Figure CP 33.1.2 Consequences of degeneration of the pathway from the compact part of the substantia nigra (SNpc) to the striatum (S) in Parkinson’s disease. The effects arise from loss of tonic facilitation of spiny striatal neurons bearing D₁ receptors, together with loss of tonic inhibition of those bearing D₂ receptors. The ‘direct’ pathway is disengaged, and the ‘indirect’ pathway is activated by default. (1) Corticostriate neurons from the sensorimotor cortex now strongly activate those GABAergic neurons (2) in the striatum that synapse upon others (3) in the lateral pallidal segment (GPL). The double effect is disinhibition of the subthalamic nucleus (STN). STN discharges strongly (4) onto the GABAergic neurons of the medial pallidal segment (GPM); these in turn discharge strongly (5) into the ventral lateral nucleus (VLN) of thalamus, resulting in reduced output along thalamocortical fibers (6) traveling to the supplementary motor area (SMA). Inputs (7) from SMA to corticospinal and corticoreticular fibers (CST/CRST) become progressively weaker, with pathetic consequences for initiation and execution of movements.

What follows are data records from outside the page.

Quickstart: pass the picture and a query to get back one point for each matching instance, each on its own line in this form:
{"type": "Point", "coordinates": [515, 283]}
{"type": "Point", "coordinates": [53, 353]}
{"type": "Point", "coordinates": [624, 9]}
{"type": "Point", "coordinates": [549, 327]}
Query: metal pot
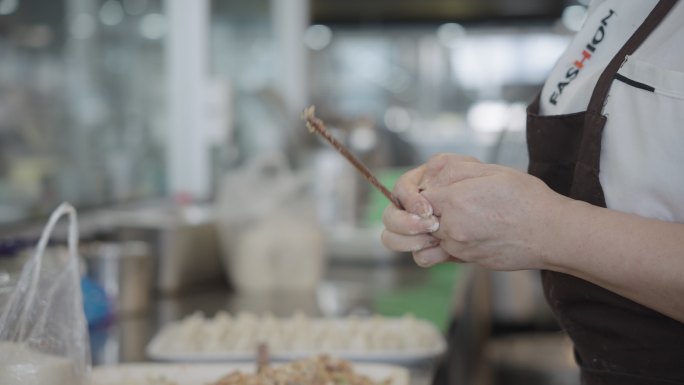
{"type": "Point", "coordinates": [125, 271]}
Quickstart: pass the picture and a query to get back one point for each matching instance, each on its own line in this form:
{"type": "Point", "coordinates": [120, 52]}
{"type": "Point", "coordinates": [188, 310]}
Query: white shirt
{"type": "Point", "coordinates": [642, 154]}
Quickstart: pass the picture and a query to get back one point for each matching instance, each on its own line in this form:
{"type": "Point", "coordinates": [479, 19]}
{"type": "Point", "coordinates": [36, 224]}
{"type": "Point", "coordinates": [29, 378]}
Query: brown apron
{"type": "Point", "coordinates": [617, 341]}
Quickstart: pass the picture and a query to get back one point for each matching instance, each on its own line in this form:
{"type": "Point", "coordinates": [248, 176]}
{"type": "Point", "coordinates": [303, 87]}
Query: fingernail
{"type": "Point", "coordinates": [433, 224]}
{"type": "Point", "coordinates": [423, 209]}
{"type": "Point", "coordinates": [427, 260]}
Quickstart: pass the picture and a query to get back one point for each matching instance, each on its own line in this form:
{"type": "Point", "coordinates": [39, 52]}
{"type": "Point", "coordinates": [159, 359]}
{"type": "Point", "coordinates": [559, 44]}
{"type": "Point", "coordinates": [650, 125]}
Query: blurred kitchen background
{"type": "Point", "coordinates": [174, 128]}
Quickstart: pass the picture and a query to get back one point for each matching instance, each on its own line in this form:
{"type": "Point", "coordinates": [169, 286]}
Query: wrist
{"type": "Point", "coordinates": [560, 233]}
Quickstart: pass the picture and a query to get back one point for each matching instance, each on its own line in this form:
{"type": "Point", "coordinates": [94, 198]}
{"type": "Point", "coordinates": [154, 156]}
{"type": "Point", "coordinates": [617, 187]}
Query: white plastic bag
{"type": "Point", "coordinates": [43, 331]}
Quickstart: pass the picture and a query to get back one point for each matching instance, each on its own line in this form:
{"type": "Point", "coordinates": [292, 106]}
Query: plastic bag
{"type": "Point", "coordinates": [43, 332]}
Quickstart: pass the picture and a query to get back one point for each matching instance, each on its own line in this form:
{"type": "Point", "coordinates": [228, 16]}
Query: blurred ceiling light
{"type": "Point", "coordinates": [488, 116]}
{"type": "Point", "coordinates": [83, 26]}
{"type": "Point", "coordinates": [39, 36]}
{"type": "Point", "coordinates": [451, 34]}
{"type": "Point", "coordinates": [135, 7]}
{"type": "Point", "coordinates": [111, 13]}
{"type": "Point", "coordinates": [317, 37]}
{"type": "Point", "coordinates": [397, 119]}
{"type": "Point", "coordinates": [153, 26]}
{"type": "Point", "coordinates": [573, 17]}
{"type": "Point", "coordinates": [8, 6]}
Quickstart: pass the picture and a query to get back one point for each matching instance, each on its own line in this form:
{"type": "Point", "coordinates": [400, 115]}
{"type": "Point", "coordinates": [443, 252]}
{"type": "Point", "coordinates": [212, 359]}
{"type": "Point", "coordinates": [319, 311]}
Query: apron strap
{"type": "Point", "coordinates": [600, 93]}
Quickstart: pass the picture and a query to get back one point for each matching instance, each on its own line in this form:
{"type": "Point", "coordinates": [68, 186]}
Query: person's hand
{"type": "Point", "coordinates": [490, 215]}
{"type": "Point", "coordinates": [411, 229]}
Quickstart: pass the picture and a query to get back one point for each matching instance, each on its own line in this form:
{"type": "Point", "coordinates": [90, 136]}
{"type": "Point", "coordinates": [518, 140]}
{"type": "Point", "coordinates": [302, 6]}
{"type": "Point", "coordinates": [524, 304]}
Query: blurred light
{"type": "Point", "coordinates": [39, 36]}
{"type": "Point", "coordinates": [573, 17]}
{"type": "Point", "coordinates": [317, 37]}
{"type": "Point", "coordinates": [488, 116]}
{"type": "Point", "coordinates": [135, 7]}
{"type": "Point", "coordinates": [363, 138]}
{"type": "Point", "coordinates": [8, 6]}
{"type": "Point", "coordinates": [153, 26]}
{"type": "Point", "coordinates": [83, 26]}
{"type": "Point", "coordinates": [397, 119]}
{"type": "Point", "coordinates": [451, 34]}
{"type": "Point", "coordinates": [111, 13]}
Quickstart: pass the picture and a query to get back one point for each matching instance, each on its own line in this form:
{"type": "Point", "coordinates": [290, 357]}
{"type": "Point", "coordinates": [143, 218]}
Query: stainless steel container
{"type": "Point", "coordinates": [125, 271]}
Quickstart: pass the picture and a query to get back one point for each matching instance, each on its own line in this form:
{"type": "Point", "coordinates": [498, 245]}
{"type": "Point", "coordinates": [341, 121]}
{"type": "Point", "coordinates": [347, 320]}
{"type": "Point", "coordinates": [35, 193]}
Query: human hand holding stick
{"type": "Point", "coordinates": [316, 125]}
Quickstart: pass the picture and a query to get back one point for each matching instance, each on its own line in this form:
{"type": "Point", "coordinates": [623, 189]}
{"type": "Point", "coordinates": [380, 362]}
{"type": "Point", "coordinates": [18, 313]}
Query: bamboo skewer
{"type": "Point", "coordinates": [316, 125]}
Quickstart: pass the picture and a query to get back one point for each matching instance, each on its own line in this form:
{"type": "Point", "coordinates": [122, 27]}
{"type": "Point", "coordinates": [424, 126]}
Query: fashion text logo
{"type": "Point", "coordinates": [579, 64]}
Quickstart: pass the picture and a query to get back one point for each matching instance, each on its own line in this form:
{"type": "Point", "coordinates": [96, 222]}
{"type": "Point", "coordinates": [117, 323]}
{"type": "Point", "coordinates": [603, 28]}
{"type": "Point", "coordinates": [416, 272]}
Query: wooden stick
{"type": "Point", "coordinates": [316, 125]}
{"type": "Point", "coordinates": [263, 359]}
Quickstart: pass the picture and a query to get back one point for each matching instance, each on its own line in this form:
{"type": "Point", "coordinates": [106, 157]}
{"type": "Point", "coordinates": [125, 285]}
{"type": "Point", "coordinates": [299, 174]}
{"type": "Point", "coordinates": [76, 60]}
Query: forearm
{"type": "Point", "coordinates": [639, 258]}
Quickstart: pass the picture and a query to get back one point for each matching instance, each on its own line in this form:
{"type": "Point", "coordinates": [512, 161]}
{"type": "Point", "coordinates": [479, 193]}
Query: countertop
{"type": "Point", "coordinates": [348, 288]}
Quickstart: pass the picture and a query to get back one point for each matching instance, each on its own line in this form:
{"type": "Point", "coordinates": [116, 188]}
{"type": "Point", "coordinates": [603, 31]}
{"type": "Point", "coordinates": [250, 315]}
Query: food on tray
{"type": "Point", "coordinates": [313, 371]}
{"type": "Point", "coordinates": [318, 370]}
{"type": "Point", "coordinates": [297, 334]}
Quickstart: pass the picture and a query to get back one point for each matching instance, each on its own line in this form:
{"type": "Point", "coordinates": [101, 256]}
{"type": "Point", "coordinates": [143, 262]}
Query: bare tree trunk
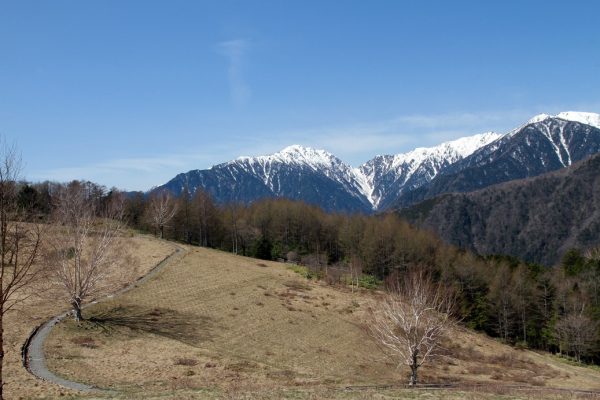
{"type": "Point", "coordinates": [413, 375]}
{"type": "Point", "coordinates": [1, 351]}
{"type": "Point", "coordinates": [76, 304]}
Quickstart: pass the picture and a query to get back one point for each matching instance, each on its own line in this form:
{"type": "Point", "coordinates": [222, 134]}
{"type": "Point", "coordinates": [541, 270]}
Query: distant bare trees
{"type": "Point", "coordinates": [577, 334]}
{"type": "Point", "coordinates": [161, 210]}
{"type": "Point", "coordinates": [412, 319]}
{"type": "Point", "coordinates": [84, 244]}
{"type": "Point", "coordinates": [20, 245]}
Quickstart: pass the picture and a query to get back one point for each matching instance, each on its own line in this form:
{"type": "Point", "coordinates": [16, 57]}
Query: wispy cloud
{"type": "Point", "coordinates": [235, 51]}
{"type": "Point", "coordinates": [353, 143]}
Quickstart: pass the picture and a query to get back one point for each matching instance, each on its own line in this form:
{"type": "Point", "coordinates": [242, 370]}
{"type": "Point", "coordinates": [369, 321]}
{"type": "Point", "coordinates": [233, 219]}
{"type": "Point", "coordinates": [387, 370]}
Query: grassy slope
{"type": "Point", "coordinates": [214, 324]}
{"type": "Point", "coordinates": [18, 324]}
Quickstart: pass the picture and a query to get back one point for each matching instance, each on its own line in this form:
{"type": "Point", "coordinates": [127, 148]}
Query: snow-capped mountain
{"type": "Point", "coordinates": [296, 172]}
{"type": "Point", "coordinates": [390, 175]}
{"type": "Point", "coordinates": [545, 143]}
{"type": "Point", "coordinates": [318, 177]}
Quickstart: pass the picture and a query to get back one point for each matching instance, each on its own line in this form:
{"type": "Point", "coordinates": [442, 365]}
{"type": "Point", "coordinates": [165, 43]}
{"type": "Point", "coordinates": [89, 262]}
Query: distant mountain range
{"type": "Point", "coordinates": [535, 219]}
{"type": "Point", "coordinates": [545, 143]}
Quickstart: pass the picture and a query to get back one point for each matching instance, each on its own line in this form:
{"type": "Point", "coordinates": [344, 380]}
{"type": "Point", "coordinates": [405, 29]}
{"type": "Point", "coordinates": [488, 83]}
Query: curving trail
{"type": "Point", "coordinates": [33, 349]}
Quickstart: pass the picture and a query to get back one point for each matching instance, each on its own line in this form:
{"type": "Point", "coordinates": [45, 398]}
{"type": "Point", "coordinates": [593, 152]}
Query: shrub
{"type": "Point", "coordinates": [369, 282]}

What are the normal functions of the motor loop?

Although movements can be produced on the opposite side of the body by direct electrical stimulation of the healthy putamen, the basal ganglia do not normally initiate movements. Nevertheless, they are active during movements of all kinds, whether fast or slow. They seem to be involved in scaling the strength of muscle contractions and, in collaboration with SMA, in organizing the requisite sequences of excitation of cell columns in the motor cortex. They come into action after the corticospinal tract has already been activated by ‘premotor’ areas including the cerebellum. Because patients with PD have so much difficulty in performing internally generated movement sequences, it is believed that the putamen provides a reservoir of learned motor programs which it is able to assemble in appropriate sequence for the movements decided upon, and to transmit the coded information to SMA.

Cognitive loop

The head of the caudate nucleus receives a large projection from the prefrontal cortex, and it participates in motor learning. PET scan studies have demonstrated increased contralateral blood flow through the head of the caudate when novel motor actions are performed with one hand. There is also increased activity in the anterior part of the contralateral putamen, globus pallidus and ventral anterior (VA) nucleus of the thalamus. The VA nucleus completes an ‘open’ cognitive loop through its projection to the premotor cortex, and a ‘closed’ loop through a return projection to the prefrontal cortex. The cortical connections of the caudate suggest that it participates in planning ahead, particularly with respect to complex motor intentions. When the novel motor task has been practiced to the level of automatic execution, the motor loop becomes active instead.

Limbic loop

Figure 33.5 depicts the limbic basal ganglia loop. This loop passes from inferior prefrontal cortex through nucleus accumbens (anterior end of the striatum, Figure 33.1D) and ventral pallidum, with return via the mediodorsal nucleus of thalamus to the inferior prefrontal cortex. (The nucleus accumbens, along with the nearby olfactory tubercle (not shown) are known as the ventral striatum.)